Saver Barry G, Doescher Mark P, Jackson J Elizabeth, Fishman Paul
Department of Family Medicine, University of Washington, Seattle, WA 98195-4696, USA.
Value Health. 2004 Mar-Apr;7(2):133-43. doi: 10.1111/j.1524-4733.2004.72325.x.
The objectives of this study were to examine the relationship between prescription benefit status and access to medications among Medicare beneficiaries with hypertension, congestive heart failure, coronary artery disease, and diabetes and to determine how income, wealth, and health status influence this relationship.

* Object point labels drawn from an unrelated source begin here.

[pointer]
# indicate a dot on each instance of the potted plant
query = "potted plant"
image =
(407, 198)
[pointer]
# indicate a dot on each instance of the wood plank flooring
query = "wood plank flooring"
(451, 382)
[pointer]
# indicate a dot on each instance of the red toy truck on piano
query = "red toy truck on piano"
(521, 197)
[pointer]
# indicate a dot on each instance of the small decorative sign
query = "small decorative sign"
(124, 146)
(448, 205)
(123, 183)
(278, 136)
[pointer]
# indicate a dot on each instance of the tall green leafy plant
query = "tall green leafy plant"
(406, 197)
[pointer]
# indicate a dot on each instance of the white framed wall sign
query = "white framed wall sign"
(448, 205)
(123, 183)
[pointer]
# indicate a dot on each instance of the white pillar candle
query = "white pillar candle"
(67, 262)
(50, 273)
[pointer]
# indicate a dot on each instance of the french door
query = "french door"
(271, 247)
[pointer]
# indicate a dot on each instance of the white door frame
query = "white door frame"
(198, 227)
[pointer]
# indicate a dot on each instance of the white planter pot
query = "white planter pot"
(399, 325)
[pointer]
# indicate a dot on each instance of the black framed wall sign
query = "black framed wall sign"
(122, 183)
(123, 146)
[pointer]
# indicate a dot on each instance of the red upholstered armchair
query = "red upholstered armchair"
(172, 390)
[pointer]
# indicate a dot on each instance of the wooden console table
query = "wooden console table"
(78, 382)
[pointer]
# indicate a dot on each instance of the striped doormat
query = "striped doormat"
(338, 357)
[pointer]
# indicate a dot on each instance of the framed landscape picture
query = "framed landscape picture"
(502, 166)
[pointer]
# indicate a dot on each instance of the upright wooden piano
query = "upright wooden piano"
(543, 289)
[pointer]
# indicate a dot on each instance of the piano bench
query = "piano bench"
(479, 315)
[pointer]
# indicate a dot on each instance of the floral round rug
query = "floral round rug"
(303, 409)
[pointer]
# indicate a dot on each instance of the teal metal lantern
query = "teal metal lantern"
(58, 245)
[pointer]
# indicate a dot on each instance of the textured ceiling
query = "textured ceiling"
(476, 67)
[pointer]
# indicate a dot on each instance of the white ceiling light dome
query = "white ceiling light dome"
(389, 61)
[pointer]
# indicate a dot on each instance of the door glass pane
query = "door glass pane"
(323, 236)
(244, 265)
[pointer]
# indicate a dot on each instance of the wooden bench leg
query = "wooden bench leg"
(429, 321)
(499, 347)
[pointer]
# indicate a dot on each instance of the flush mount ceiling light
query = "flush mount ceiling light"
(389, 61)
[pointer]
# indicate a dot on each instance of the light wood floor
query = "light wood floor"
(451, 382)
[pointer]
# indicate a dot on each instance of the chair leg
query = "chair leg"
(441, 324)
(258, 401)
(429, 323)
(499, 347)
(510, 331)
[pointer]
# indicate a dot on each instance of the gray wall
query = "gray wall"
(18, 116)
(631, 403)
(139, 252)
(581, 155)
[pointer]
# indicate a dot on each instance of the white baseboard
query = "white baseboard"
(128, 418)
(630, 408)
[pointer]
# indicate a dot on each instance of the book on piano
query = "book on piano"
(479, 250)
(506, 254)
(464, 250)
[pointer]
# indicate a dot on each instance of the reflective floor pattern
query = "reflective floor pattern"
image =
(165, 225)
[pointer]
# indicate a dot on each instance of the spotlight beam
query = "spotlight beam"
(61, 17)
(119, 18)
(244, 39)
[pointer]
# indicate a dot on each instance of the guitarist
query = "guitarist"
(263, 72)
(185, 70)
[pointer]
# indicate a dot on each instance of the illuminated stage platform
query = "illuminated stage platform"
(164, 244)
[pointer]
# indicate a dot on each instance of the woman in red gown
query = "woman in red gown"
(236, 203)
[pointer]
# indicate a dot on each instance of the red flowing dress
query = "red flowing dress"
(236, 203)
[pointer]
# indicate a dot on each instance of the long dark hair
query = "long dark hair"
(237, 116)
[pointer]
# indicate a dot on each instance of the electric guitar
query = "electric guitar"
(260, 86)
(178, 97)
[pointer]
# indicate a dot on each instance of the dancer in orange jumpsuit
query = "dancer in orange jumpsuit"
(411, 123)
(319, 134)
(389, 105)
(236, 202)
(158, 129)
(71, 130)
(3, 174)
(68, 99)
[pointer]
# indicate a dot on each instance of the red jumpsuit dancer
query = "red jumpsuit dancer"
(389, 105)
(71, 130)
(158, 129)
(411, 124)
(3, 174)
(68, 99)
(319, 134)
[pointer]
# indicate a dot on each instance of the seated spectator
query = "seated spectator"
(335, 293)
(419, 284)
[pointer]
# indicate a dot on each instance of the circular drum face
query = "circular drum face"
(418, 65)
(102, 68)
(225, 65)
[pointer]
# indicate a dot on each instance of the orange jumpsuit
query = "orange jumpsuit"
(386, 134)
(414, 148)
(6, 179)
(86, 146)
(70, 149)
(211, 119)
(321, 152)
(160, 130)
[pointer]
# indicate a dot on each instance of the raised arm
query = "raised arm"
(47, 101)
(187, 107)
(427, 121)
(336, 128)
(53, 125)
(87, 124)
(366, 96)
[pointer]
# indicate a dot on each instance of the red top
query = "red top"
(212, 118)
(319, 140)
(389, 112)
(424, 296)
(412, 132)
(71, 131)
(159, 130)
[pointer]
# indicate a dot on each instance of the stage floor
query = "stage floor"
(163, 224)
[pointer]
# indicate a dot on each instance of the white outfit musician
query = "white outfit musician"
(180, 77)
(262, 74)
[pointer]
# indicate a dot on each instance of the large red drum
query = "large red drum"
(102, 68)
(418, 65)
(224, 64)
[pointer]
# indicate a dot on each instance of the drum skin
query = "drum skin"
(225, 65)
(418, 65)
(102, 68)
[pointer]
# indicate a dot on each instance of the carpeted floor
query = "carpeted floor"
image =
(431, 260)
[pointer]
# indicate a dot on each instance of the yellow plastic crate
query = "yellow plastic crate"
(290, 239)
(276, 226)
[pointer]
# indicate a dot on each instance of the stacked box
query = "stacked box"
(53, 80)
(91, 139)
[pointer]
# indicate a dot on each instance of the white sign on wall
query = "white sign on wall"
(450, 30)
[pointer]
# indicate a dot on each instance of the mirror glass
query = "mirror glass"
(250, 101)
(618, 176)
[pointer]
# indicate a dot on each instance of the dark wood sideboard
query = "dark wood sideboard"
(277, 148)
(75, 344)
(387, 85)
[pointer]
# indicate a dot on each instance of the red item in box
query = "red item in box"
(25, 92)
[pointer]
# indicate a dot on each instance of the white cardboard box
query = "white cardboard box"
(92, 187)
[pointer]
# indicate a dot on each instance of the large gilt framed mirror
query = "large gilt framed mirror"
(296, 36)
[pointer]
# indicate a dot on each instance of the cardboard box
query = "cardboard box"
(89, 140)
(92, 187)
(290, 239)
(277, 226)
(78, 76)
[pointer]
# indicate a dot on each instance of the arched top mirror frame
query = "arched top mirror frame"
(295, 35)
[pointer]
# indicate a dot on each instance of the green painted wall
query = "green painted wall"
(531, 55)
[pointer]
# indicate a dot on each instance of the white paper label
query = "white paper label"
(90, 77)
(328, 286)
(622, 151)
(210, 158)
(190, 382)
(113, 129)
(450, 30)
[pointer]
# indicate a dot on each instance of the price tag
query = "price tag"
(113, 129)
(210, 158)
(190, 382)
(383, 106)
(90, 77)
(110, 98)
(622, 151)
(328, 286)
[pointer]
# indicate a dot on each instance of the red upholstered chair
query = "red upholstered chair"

We analyzed survey and administrative data for 4492 Medicare + Choice enrollees aged 67 and above enrolled in a predominantly group-model health maintenance organization in 2000. Outcome measures included difficulty affording medications, methods of coping with medication costs including obtaining medicines from another country, using free samples, and stretching out medications to make them last longer. Independent variables included prescription benefit status, income, wealth measures, health status, and out-of-pocket prescription drug spending.
Lacking a prescription benefit was independently associated with difficulty affording medications (25% of those without a benefit vs. 17% with a benefit) and coping methods such as stretching out medications. Lower income, lower assets, and worse health status also independently predicted greater difficulty as measured by these outcomes; there was no effect modification between these factors and benefit status. Relative to national figures, out-of-pocket spending in this setting was quite low, with only 0.2 and 13% of those with and without a benefit, respectively, spending over 100 dollars per month. Higher out-of-pocket spending predicted greater difficulty affording medications but not stretching out medications.
Efforts to improve medication accessibility for older Americans with chronic conditions need to address not only insurance coverage but also barriers related to socioeconomic status and health status.
本研究的目的是调查高血压、充血性心力衰竭、冠状动脉疾病和糖尿病的医疗保险受益人的处方福利状况与药物可及性之间的关系,并确定收入、财富和健康状况如何影响这种关系。
我们分析了2000年在一个主要为团体模式的健康维护组织中登记的4492名67岁及以上的医疗保险 + 选择计划参保者的调查和管理数据。结果指标包括支付药物费用困难、应对药物费用的方法,包括从另一个国家获取药物、使用免费样品以及延长药物使用时间以使其持续更长时间。自变量包括处方福利状况、收入、财富指标、健康状况和自付处方药支出。
缺乏处方福利与支付药物费用困难(无福利者中有25%,有福利者中有17%)以及诸如延长药物使用时间等应对方法独立相关。较低的收入、较少的资产和较差的健康状况也独立预测了这些结果所衡量的更大困难;这些因素与福利状况之间没有效应修正。相对于全国数据,在这种情况下自付支出相当低,有福利和无福利者中分别只有0.2%和13%的人每月支出超过100美元。较高的自付支出预测支付药物费用困难更大,但与延长药物使用时间无关。
改善患有慢性病的美国老年人药物可及性的努力不仅需要解决保险覆盖问题,还需要解决与社会经济地位和健康状况相关的障碍。